Eigenvektor · August 27, 2024

It sounds like you want GROUP BY to ensure identical entries are grouped. Then you want to add an additional filter that says HAVING COUNT(*) > 1, meaning you only get entries where the group contains more than one entry.

SELECT
    a.addr_type,
    c.address
    FROM customer c
    JOIN addresses a ON a.id = c.id AND a.pcode = c.pcode
    WHERE a.addr_type = '5'
    GROUP BY a.addr_type, c.address
    HAVING COUNT(*) > 1

Note: If a customer only has one type 5 address they are "all the same", but this query would exclude it. If you exclude the HAVING clause, you will get multiple entries per customer though, as long as they are unique and a single if they are all identical.

~edit: Can you provide more examples of the data? E.g. do the addresses that belong to the same customer all have the same Id, or a different one? Ideally provide examples of customers and addresses and what the expected output for them would be.

leegbr · August 27, 2024

1 hour ago, Eigenvektor said:
It sounds like you want GROUP BY to ensure identical entries are grouped. Then you want to add an additional filter that says HAVING COUNT(*) > 1, meaning you only get entries where the group contains more than one entry.
SELECT
    a.addr_type,
    c.address
    FROM customer c
    JOIN addresses a ON a.id = c.id AND a.pcode = c.pcode
    WHERE a.addr_type = '5'
    GROUP BY a.addr_type, c.address
    HAVING COUNT(*) > 1
Note: If a customer only has one type 5 address they are "all the same", but this query would exclude it. If you exclude the HAVING clause, you will get multiple entries per customer though, as long as they are unique and a single if they are all identical.

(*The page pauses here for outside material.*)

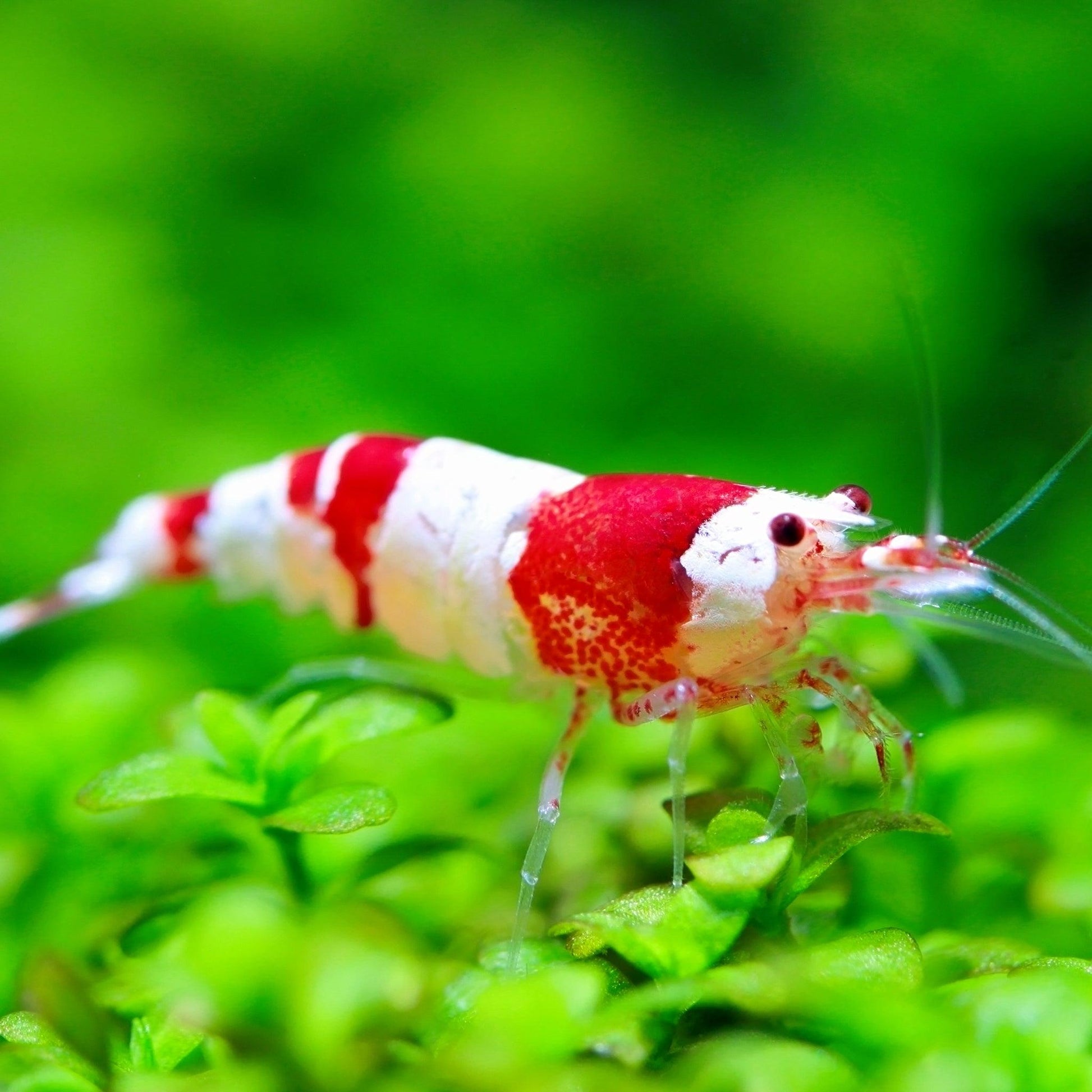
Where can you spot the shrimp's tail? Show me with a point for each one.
(153, 540)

~edit: Can you provide more examples of the data? E.g. do the addresses that belong to the same customer all have the same Id, or a different one? Ideally provide examples of customers and addresses and what the expected output for them would be.

Cheers.

iirc every address should have its own ID, however I’ll have to check if the exact same address holds the same ID. The other problem is some addresses are the same , but formatted slightly different, which will create a new address ID.

Eigenvektor · August 27, 2024

3 minutes ago, leegbr said:

iirc every address should have its own ID, however I’ll have to check if the exact same address holds the same ID. The other problem is some addresses are the same , but formatted slightly different, which will create a new address ID.

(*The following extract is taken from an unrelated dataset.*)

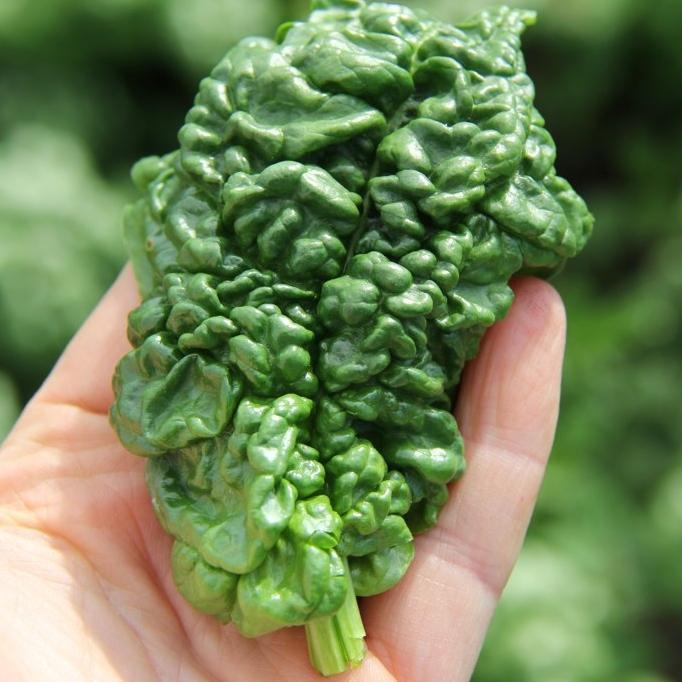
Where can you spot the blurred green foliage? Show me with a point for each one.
(86, 88)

If that's the case, then this join you had shouldn't work:

customer.id = addr.id

This join can only work if all addresses of this customer match its id, assuming a single customer can only exist once and you don't have duplicate customers as well as duplicate addresses.

Any chance you can provide realistic examples of the data you're working with (using anonymized addresses, of course)?

leegbr · August 27, 2024

2 hours ago, Eigenvektor said:
If that's the case, then this join you had shouldn't work:
customer.id = addr.id
This join can only work if all addresses of this customer match its id, assuming a single customer can only exist once and you don't have duplicate customers as well as duplicate addresses.

Any chance you can provide realistic examples of the data you're working with (using anonymized addresses, of course)?

The .id is the unique customer id. I do believe that each address entered on the system is given its own address id too, in the address table. The id is the primary and foreign key between the two tables. .

you’ve given me an idea to look at the actual address ID, I’ll have another go tomorrow.

cheers.

Eigenvektor · August 28, 2024

14 hours ago, leegbr said:

The id is the primary and foreign key between the two tables.

That wouldn't work. A primary key must be unique. If the primary key of the address table is also its foreign key (i.e. it matches customer id), then you can only ever have a 1:1 relationship.

The customer table should have an id, the address table should have both an id (its primary key) and a customer_id (foreign key that references a customer) if you want a 1:n relationship.

So either you have a 1:1 relationship, which means you can't have more than one type 5 address per customer and you really have both duplicate customers and addresses, or you have a 1:n relationship and you need to join on some other column. Or you added an id and didn't actually set it as a primary key, meaning it has no unique constraint.